On Sunday, March 5, Edith Vis rode from Sunset Manor retirement community to Faith Community Church in the church van—just like she does each week.

But by the time she got there, she knew something wasn’t right.

She felt dazed. Something seemed off.

A church parishioner called 911 and Vis soon found herself at the Spectrum Health Butterworth Hospital emergency department, under the care of two stroke specialists—vascular neurologist Omran Kaskar, DO, and neurosurgeon Justin Singer, MD.

“I was at the right place at the right time,” said Vis, 88, of Jenison, Michigan.

Drs. Kaskar and Singer agree. They remember that morning well.

Because Vis had been having stroke symptoms for an indeterminate time, Dr. Kaskar decided she wasn’t a candidate for the typical first course of action—administering tissue plasminogen activator, also known as tPA, a clot-busting medication. The drug needs to be used within three hours of a stroke, although sometimes that can be extended to four and a half hours.

Scans showed that while Vis’ stroke was not large yet, if left untreated it could be massive, impacting the whole left side of her brain. That could lead to paralysis on the right side, as well as an inability to speak and possible death.

Dr. Kaskar said the clot rested in the middle cerebral artery, the largest cerebral artery. That made Vis an ideal candidate for what’s called a mechanical thrombectomy—physical removal of the blood clot.

Remarkable recovery

For the procedure, Dr. Singer sends a small catheter through an artery in the groin up to the blocked artery in the brain. A wire cage device called a stent retriever grabs the clot, allowing him to pull it down. He also uses a special catheter that helps with suction.

Vis’ clot proved tricky. It took Dr. Singer a few tries to open the artery, but he prevailed.

“We had her vessel reopened in a pretty short period of time from her arrival at Spectrum,” Dr. Singer said. “Time is brain, and we know that every hour that we extend that window from onset of symptoms, there’s a 6 percent reduction in the benefit of the treatment. So, the sooner the better.”

Vis made a remarkable recovery.

After leaving the hospital, she spent several weeks at a rehabilitation facility to work on her speech and movement on her right side.

By April 8, eight weeks after her stroke, she got back into her apartment at Sunset Manor, where she had moved just six weeks prior to her stroke.

“We were just amazed, from one day to the next, by what she was able to do,” said her daughter, Helaine Kamps.

Vis also suffers from age-related memory loss. Someone must visit her daily to help her with medications, Kamps said.

Since then, life has thrown her a setback or two. This past summer, for example, Vis broke two ribs after a tumble at the family cottage. She has learned to tread carefully, as much as possible.

But otherwise, she’s back to doing the things she loves. Singing in the choir at Sunset Manor. Crossword puzzles, word searches and Sudoku. Tending her plants. Cheering on the Detroit Tigers.
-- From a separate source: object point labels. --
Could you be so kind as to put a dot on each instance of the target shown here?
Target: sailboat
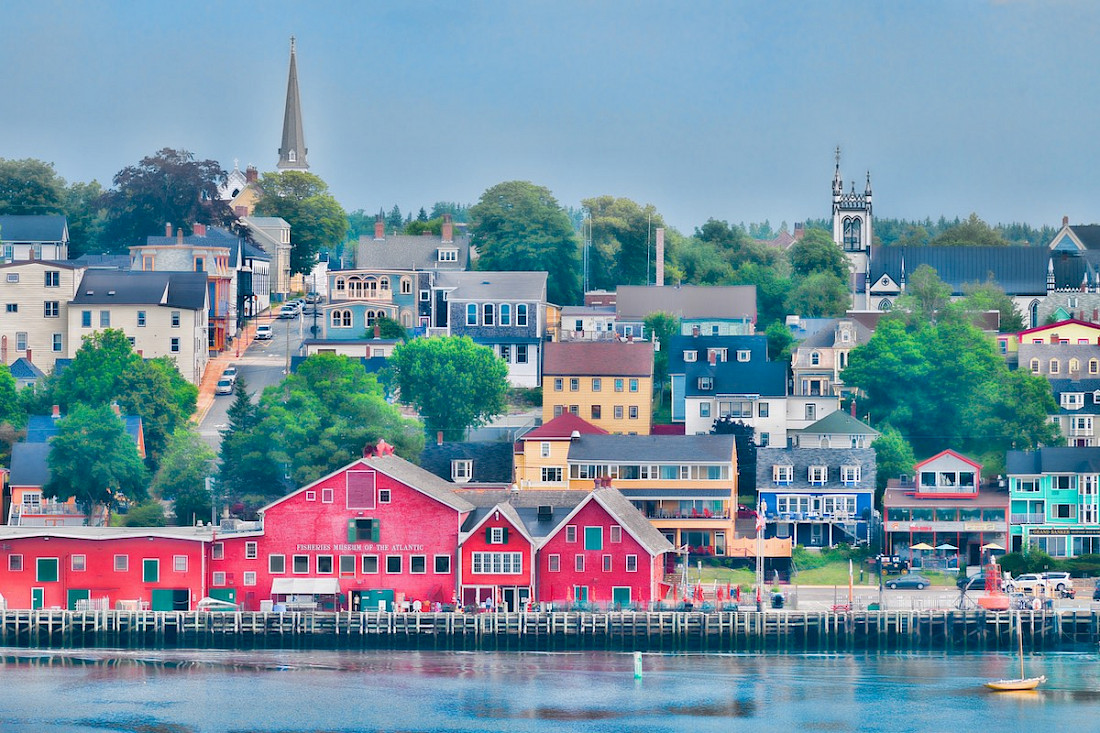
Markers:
(1022, 682)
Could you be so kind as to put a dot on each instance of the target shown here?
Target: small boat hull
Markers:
(1015, 685)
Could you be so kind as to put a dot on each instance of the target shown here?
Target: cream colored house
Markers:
(163, 314)
(34, 313)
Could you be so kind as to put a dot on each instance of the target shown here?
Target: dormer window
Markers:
(1073, 400)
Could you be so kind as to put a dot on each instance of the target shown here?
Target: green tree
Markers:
(661, 327)
(893, 457)
(453, 383)
(925, 294)
(320, 417)
(816, 252)
(971, 232)
(981, 297)
(303, 199)
(622, 240)
(167, 187)
(820, 295)
(245, 470)
(185, 466)
(94, 460)
(30, 186)
(519, 226)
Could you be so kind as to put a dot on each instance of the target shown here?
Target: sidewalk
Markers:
(218, 364)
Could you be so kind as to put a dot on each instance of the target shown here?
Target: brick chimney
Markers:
(448, 229)
(660, 256)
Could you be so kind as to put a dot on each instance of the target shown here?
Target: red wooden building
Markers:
(102, 567)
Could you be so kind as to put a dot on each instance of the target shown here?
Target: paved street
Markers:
(262, 364)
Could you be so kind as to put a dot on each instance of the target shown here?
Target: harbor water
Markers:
(180, 691)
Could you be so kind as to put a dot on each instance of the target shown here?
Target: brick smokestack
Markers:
(448, 229)
(660, 256)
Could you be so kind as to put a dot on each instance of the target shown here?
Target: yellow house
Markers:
(685, 485)
(607, 383)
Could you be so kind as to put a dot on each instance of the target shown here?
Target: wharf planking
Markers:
(736, 631)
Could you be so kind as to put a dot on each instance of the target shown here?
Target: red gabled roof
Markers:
(563, 427)
(598, 358)
(946, 452)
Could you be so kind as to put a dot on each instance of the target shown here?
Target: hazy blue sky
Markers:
(704, 109)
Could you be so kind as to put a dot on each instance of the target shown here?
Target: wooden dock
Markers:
(740, 631)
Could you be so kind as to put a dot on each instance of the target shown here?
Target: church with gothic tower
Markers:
(853, 230)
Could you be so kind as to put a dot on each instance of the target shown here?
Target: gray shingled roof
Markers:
(32, 228)
(652, 448)
(1018, 270)
(177, 290)
(1053, 460)
(416, 477)
(409, 252)
(803, 458)
(734, 302)
(490, 285)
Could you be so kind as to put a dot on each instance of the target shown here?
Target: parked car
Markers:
(1059, 581)
(911, 580)
(1030, 582)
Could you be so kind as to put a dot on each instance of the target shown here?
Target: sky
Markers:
(728, 110)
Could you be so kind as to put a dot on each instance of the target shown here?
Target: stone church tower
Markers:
(292, 154)
(851, 230)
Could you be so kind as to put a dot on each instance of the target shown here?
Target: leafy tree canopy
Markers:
(622, 237)
(303, 199)
(167, 187)
(453, 383)
(519, 226)
(30, 186)
(95, 460)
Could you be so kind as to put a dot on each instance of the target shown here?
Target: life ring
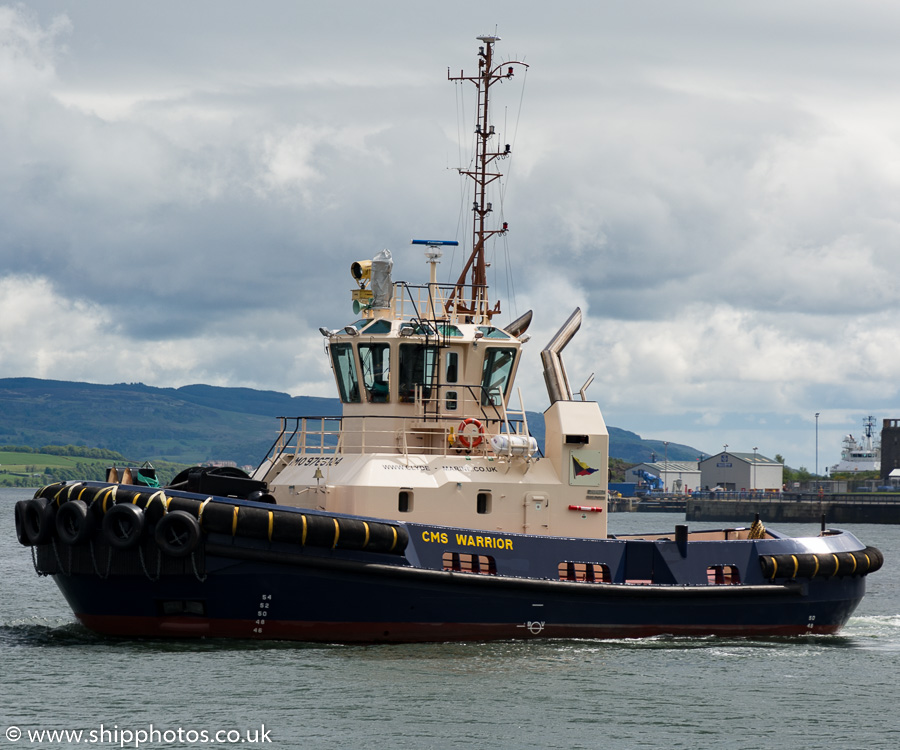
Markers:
(123, 525)
(74, 522)
(177, 534)
(464, 439)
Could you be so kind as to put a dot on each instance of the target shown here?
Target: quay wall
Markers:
(836, 509)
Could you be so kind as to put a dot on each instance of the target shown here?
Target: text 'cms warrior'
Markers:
(426, 512)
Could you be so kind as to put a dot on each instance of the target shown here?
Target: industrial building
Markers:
(741, 472)
(674, 477)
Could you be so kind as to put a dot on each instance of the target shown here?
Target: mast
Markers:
(476, 306)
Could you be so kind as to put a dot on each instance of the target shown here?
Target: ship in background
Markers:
(858, 456)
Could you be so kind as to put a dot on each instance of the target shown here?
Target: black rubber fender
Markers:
(39, 521)
(821, 565)
(74, 522)
(261, 496)
(21, 533)
(123, 526)
(177, 534)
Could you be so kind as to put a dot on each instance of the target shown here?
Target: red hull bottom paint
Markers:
(405, 632)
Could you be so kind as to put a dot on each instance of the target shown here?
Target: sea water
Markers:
(818, 692)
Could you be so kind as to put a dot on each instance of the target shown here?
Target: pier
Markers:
(847, 508)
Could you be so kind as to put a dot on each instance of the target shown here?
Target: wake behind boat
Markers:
(427, 511)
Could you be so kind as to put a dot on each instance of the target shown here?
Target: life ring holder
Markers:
(464, 440)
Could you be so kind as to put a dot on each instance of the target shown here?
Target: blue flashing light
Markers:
(435, 243)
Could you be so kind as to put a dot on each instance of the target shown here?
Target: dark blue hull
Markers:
(441, 584)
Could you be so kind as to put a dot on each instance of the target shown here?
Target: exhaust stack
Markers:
(554, 370)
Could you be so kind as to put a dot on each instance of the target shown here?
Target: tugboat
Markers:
(427, 511)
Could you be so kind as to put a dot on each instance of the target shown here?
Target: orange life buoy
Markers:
(464, 439)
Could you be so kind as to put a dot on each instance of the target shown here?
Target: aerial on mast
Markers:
(474, 272)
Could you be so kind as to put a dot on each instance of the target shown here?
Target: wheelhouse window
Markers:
(418, 363)
(495, 377)
(375, 361)
(451, 367)
(345, 372)
(379, 326)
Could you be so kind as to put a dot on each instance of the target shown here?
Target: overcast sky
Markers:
(184, 186)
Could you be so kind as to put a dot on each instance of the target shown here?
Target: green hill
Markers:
(194, 423)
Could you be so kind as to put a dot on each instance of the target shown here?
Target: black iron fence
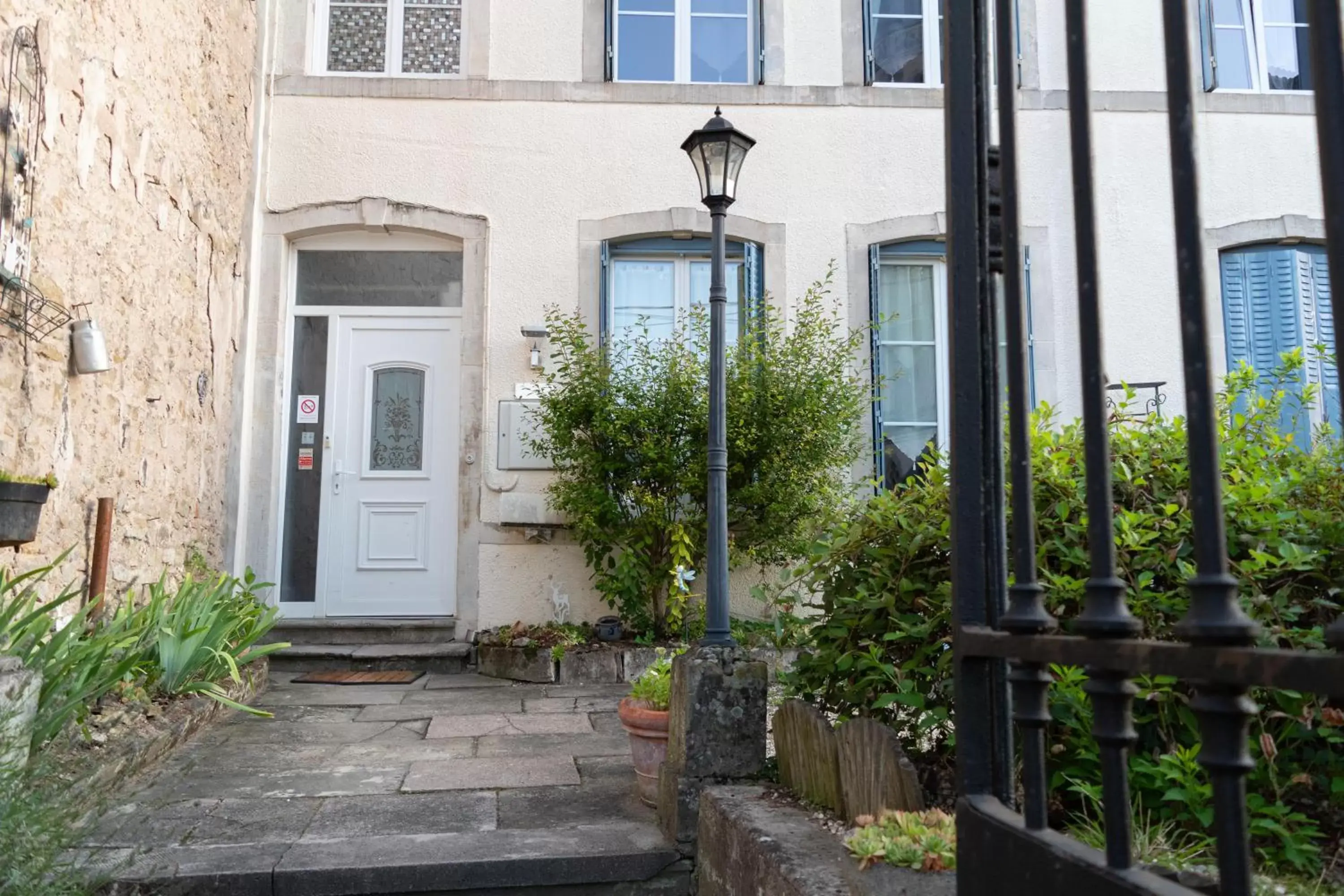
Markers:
(1004, 637)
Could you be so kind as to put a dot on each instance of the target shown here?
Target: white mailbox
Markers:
(517, 426)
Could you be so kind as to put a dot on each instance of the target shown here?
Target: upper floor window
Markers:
(1276, 300)
(685, 41)
(1256, 45)
(421, 38)
(904, 42)
(652, 285)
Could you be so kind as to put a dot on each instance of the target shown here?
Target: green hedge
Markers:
(881, 581)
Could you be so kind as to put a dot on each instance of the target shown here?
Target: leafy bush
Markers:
(918, 840)
(627, 429)
(882, 583)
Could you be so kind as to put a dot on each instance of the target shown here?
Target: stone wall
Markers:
(143, 185)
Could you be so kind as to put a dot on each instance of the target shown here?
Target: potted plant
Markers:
(21, 507)
(644, 715)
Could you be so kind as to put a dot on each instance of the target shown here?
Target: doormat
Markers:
(394, 677)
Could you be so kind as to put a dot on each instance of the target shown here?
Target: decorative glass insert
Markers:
(357, 37)
(398, 420)
(379, 280)
(432, 37)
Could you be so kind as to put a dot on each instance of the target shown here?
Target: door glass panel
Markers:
(379, 280)
(398, 420)
(304, 462)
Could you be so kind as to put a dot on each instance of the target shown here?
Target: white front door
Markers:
(390, 516)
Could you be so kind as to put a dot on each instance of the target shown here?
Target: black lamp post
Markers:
(718, 151)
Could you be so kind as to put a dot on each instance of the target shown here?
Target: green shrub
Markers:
(882, 645)
(627, 429)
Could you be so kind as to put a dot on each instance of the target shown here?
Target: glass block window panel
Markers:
(379, 280)
(736, 283)
(357, 37)
(1287, 60)
(432, 37)
(1232, 47)
(397, 420)
(721, 41)
(908, 357)
(643, 299)
(898, 42)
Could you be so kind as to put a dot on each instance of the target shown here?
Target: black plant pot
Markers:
(21, 509)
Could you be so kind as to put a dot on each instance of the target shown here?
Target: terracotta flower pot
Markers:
(648, 730)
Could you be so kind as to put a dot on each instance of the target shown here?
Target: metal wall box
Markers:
(517, 428)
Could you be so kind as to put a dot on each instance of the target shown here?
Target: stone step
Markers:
(365, 630)
(597, 860)
(443, 657)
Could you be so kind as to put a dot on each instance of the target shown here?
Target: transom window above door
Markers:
(414, 38)
(685, 41)
(1256, 45)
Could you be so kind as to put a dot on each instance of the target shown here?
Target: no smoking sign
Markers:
(307, 409)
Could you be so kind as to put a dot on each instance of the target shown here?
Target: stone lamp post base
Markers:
(715, 732)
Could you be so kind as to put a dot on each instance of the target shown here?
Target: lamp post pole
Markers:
(717, 587)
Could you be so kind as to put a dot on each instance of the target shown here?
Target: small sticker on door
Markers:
(307, 409)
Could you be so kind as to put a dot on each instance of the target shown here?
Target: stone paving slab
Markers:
(447, 812)
(494, 773)
(554, 746)
(461, 862)
(478, 726)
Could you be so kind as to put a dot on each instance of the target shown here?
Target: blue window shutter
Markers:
(867, 42)
(874, 316)
(609, 52)
(604, 299)
(1206, 43)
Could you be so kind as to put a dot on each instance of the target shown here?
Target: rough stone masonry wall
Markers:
(143, 178)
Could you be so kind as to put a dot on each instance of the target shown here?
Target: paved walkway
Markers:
(453, 784)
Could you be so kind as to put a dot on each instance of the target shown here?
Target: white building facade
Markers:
(435, 174)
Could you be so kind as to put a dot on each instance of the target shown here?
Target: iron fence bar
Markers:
(1214, 616)
(1105, 614)
(983, 703)
(1030, 683)
(1327, 41)
(1311, 672)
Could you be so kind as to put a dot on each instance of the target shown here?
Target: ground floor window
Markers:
(909, 288)
(1277, 299)
(654, 284)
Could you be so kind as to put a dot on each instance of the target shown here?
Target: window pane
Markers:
(1234, 69)
(898, 50)
(643, 296)
(906, 303)
(303, 485)
(357, 38)
(647, 47)
(398, 420)
(379, 280)
(1285, 57)
(732, 7)
(719, 50)
(910, 385)
(1228, 13)
(701, 295)
(432, 37)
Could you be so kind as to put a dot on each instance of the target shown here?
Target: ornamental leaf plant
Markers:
(625, 424)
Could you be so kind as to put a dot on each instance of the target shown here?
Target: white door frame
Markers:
(339, 241)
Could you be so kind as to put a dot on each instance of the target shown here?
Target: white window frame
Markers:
(392, 50)
(1257, 58)
(681, 283)
(940, 332)
(682, 42)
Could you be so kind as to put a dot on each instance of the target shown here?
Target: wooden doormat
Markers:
(394, 677)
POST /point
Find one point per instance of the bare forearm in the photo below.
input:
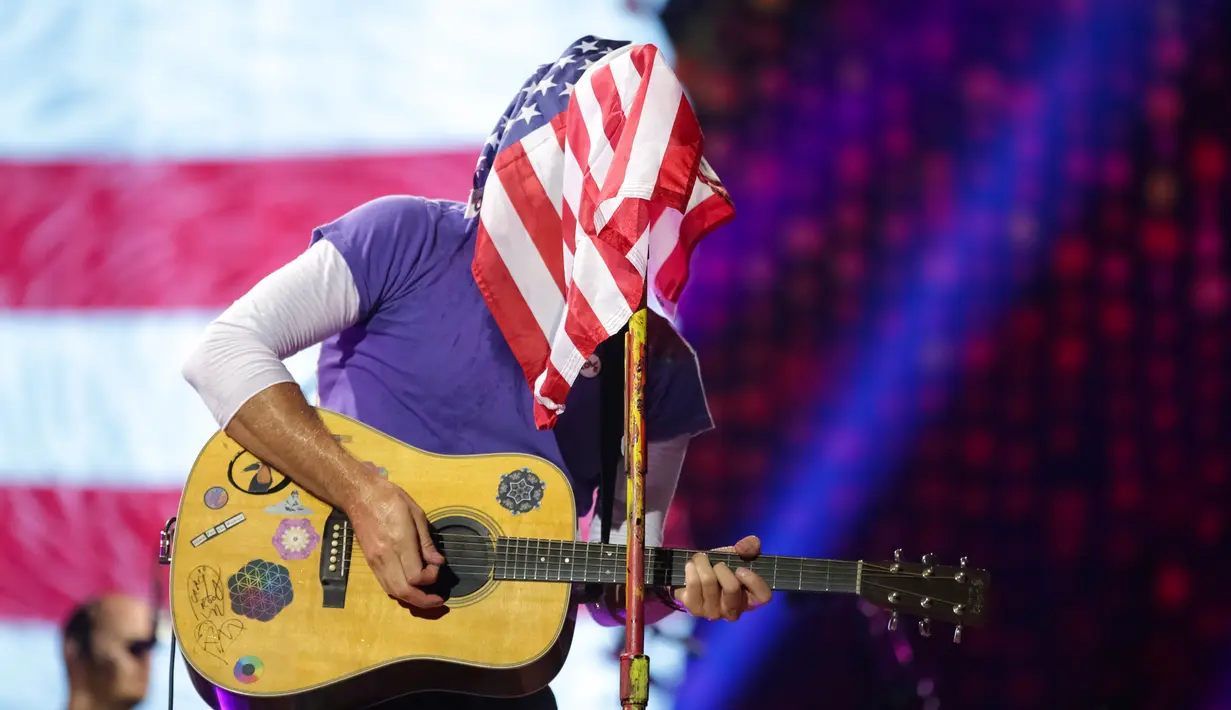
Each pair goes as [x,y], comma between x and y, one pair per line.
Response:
[281,428]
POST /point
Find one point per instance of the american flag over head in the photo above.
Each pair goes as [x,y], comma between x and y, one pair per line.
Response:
[592,182]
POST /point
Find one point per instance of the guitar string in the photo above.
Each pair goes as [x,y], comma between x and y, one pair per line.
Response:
[523,567]
[867,581]
[555,548]
[811,576]
[555,554]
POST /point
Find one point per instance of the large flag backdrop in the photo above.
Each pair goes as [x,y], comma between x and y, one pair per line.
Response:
[155,161]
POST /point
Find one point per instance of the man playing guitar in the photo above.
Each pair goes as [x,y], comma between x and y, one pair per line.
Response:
[409,347]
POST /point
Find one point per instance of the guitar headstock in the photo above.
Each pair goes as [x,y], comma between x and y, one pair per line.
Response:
[946,593]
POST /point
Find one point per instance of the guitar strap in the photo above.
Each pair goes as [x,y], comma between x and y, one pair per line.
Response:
[611,423]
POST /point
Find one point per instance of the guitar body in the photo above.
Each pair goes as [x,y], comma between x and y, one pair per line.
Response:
[273,606]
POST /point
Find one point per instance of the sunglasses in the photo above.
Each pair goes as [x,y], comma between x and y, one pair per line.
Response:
[142,646]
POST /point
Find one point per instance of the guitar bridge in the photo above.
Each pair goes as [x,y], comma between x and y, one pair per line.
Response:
[335,559]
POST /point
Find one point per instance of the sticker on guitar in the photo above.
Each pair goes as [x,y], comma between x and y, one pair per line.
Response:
[296,539]
[520,491]
[260,590]
[254,476]
[289,507]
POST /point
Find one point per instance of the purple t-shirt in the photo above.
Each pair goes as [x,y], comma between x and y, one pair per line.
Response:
[427,364]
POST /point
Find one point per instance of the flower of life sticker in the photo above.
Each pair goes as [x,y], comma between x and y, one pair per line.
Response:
[520,491]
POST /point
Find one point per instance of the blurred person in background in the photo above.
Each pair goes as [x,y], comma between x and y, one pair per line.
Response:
[107,642]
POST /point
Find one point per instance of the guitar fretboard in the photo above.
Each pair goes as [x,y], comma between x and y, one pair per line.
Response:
[527,559]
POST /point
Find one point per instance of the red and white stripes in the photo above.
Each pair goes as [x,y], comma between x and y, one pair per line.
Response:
[581,212]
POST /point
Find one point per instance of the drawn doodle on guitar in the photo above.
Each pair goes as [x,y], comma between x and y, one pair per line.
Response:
[214,639]
[206,594]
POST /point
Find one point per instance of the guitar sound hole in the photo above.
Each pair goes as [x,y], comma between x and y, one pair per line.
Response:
[469,556]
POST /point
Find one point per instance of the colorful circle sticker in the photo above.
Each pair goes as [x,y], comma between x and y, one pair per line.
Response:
[216,497]
[249,670]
Every Sunday after church, family members stop by to visit. Vis has retired from making homemade pies for the occasion, but the visits are sweet as ever. She also retired from making her special treat—the Dutch pastry, banket. She used to make it by the dozens every year around Christmas.

“Mom’s was the best,” Kamps said. “That was one of the gifts the grandkids would love.”

Vis has five children: William, Randall, Helaine (Kamps), James and Calvin. Tragically, a sixth child—her daughter, Marlys—died at age 21 in 1968 in an airplane crash in Hawaii.

An Iowa native, Vis moved to Wyoming, Michigan, with her late husband, Walter, in 1957. He died 12 years ago. In her apartment, she’s surrounded by furniture he made—a bedroom set made from Carpathian elm wood, a grandfather clock and a brass table in her entryway.

“It’s very special,” she said of the furniture.

‘In God’s hands’

Vis’ doctors are grateful she’s back in her home and living independently. Things could have gone very differently had Vis not made it to the hospital when she did. She could have faced paralysis or death.

“I feel tremendous gratitude in knowing that I helped prevent that from happening to someone and that our team is able to offer that to people when they come in the door,” Dr. Singer said.

Spectrum Health Butterworth Hospital is a certified comprehensive stroke center, which means it can provide the highest level of medical and surgical stroke treatment. It is the first of its kind in Grand Rapids.

Dr. Singer said the earlier that stroke victims get to them, the more they can do to help.

“Typically, we say think FAST for stroke,” Dr. Singer said. “Facial droop, Arm weakness, Slurring speech, Time to get help quickly. If you think someone is having a stroke, don’t call your doctor first—call 911 or get to the ER.”

The outcome with Vis is exactly what doctors hope for every time.

“It really is a happy ending,” Dr. Singer said.

Kamps wholeheartedly agrees.

“We were very thankful,” Kamps said. “She was in God’s hands.”